I’ve really wanted a server that I can use to host a quantized model for personal purposes, such as demoing a model, using it in a Hugging Face Space, etc. There are a huge variety of options to do this.
What to choose?
- Obvious – use a CLOUD resource
Pros: Easy to setup, scaleable
Cons: I really don’t want another monthly cost 🙂 - HuggingFace Free tier 2vCPU virtual hardware
Pros: free, I’ve already set it up
Cons: Ok – that’re really really slow, it only usable for this purpose - I can use my AI workstation
Pros: Fast inference, trivial setup
Cons: A large PC should run all the time for occasional usage, When I use it for something else the demo inference won’t be available. Noise and Heat 🙂 - A real AI server
Pros: Performance woul be awesome.This would allow me to use it training, maybe event making little $ by rent it out
Cons: You can imageine, cost, space heat and noise - Another PC as server
Pros: Good performance, dedicated machine so I would be able to use my workstation woyhout affecting the service. Multiuse. Maybe experiment with other GPUs and try ROCm
Cons: Space heat and noise. - An SCB – Single Board Computer
Pros: Small, cheap, quiet
Cons: Performace
I’ve learned there are actually very powerful SBCs out there. Raspberry Pi 5s are very capable, though sometimes availability is limited. Radxa also builds performant SBCs, with both ARM and x86 CPUs; again, the fully loaded models are not always available. Finally, I’ve settled on something that is available and beats the specs of both the Raspberry Pi 5 and most Radxa models: Orange Pi 5 Plus.

The spec is unbelievable
- Rockchip RK3588 8-core 64-bit processor up to
2.4GHz - Onboard GPU Mali 610G – OpenCL compatible
- 32GB LPDDR ram
- EMMC
- M.2 nvme for storage OR as it’s implemants PCIe maybe add a GPU (ok later 🙂 )
- E.2 nvme for wifi and BT
- And all connectors you can imagine
This itself sounds like a decent desktop configuration and is available right now for $215.
Setup llama.cpp
After installing a Debian-based OS (link below), the installation was straightforward. Clone the llama.cpp repository and run make. Make succeeded without any hiccups, and now you are ready to start the model and generate.
./main -m ~/Downloads/llama3_8b_chat_brainstorm.Q2_K.gguf -n -1 --color -r "User:" --in-prefix " " -i -p 'User: Hi
AI: Hi how can I help?
User:'
To start as a server:
./server -m ~/Downloads/llama3_8b_chat_brainstorm.Q2_K.gguf -c 2048 --port 1234
By default the server listens on localhost, so make it available externally, I’ve defined the host.

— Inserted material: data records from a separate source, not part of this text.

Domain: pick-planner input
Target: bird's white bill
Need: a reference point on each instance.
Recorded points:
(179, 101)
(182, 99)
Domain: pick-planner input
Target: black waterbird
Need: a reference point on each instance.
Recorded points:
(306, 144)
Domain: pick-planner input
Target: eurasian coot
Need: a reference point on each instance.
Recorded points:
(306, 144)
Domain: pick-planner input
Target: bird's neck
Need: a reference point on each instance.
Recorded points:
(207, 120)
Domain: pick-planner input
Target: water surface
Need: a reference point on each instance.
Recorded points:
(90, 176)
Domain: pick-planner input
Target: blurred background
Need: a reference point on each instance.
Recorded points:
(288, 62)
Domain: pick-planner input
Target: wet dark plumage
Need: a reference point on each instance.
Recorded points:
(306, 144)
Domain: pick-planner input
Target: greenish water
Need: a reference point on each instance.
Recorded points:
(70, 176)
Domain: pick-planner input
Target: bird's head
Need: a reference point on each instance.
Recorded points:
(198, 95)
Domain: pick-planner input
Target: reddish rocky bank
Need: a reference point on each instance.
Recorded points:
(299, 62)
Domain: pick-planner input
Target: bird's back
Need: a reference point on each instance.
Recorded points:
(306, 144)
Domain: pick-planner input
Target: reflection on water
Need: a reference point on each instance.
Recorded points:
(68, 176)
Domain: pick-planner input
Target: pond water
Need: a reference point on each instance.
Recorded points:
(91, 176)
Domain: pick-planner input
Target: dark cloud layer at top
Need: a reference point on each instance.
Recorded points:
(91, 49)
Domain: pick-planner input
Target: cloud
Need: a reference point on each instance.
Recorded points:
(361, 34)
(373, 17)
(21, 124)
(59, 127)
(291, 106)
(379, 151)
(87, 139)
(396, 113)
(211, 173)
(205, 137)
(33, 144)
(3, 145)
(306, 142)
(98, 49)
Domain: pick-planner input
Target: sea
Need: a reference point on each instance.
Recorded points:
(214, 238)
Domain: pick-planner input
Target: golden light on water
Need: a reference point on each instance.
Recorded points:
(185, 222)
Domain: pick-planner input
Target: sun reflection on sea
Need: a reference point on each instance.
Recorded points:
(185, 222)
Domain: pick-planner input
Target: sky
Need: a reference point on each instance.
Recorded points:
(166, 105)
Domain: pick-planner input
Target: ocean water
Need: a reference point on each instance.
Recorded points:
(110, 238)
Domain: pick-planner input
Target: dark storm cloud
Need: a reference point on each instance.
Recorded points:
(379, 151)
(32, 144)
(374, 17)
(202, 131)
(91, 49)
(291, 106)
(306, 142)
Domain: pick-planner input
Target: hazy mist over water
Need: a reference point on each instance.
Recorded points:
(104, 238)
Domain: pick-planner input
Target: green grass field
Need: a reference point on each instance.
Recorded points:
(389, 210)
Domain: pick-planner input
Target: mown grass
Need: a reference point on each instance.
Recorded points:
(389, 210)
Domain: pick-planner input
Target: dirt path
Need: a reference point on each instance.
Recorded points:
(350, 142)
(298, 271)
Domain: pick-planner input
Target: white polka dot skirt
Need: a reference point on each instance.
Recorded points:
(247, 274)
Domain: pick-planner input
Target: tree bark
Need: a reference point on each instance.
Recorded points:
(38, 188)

server -m ~/Downloads/llama3_8b_chat_brainstorm-v2.1.Q3_K_M.gguf -c 2048 --host <lan IP> --port 1234
To test it hit with a curl:
curl --request POST --url http://<lan ip>:1234/completion --header "Content-Type: application/json" --data '{"prompt": "### HUMAN: hello\n ### ASSISTANT:","n_predict": 24}'
Now the last step to NAT the port on your router or firewall and it’s available on the internet.
Performance
I’ve tested and am using a fine-tuned LLaMA3 8B Q3 quantized model. How good is it? It really depends on what you want to compare it with. It’s definitely not CUDA performance, but we’re talking about a $200 all-around SBC.
"timings":{"prompt_n":9,"prompt_ms":2176.702,"prompt_per_token_ms":241.8557777777778,"prompt_per_second":4.134695516428064,"predicted_n":24,"predicted_ms":6784.15,"predicted_per_token_ms":282.67291666666665,"predicted_per_second":3.5376576284427674}
- Prompt processing: 4.13tok/s
- Generation: 3.5tok/s
This definitely beats the Free Tier HF virtual hardware :). (Plus I’m running mu Son’s mincrafr server on the SBC also)
Connect to 🤗 Spaces
I’ve wrote my own little streaming llama.cpp client that has handle Alpacca prompt format and maintain the context. I think it’s pretty straight forward:
def chatty(prompt, messages, n_predict=128):
# print(prompt)
# print(f'messages: {messages}')
past_messages = ''
if len(messages) > 0:
for idx, message in enumerate(messages):
# print(f'idx: {idx}, message: {message}')
past_messages += f'\n### HUMAN: {message[0]}'
past_messages += f'\n### ASSISTANT: {message[1]}'
system = "### System: You help to brainstorm ideas.\n"
prompt_templated = f'{system} {messages}\n ### HUMAN:\n{prompt} \n ### ASSISTANT:'
headers = {
"Content-Type": "application/json"
}
data = {
"prompt": prompt_templated,
"n_predict": n_predict,
"stop": ["### HUMAN:", "### ASSISTANT:", "HUMAN"],
"stream": True
}
result = ""
try:
response = requests.post(sbc_host_url, headers=headers, data=json.dumps(data), stream=True)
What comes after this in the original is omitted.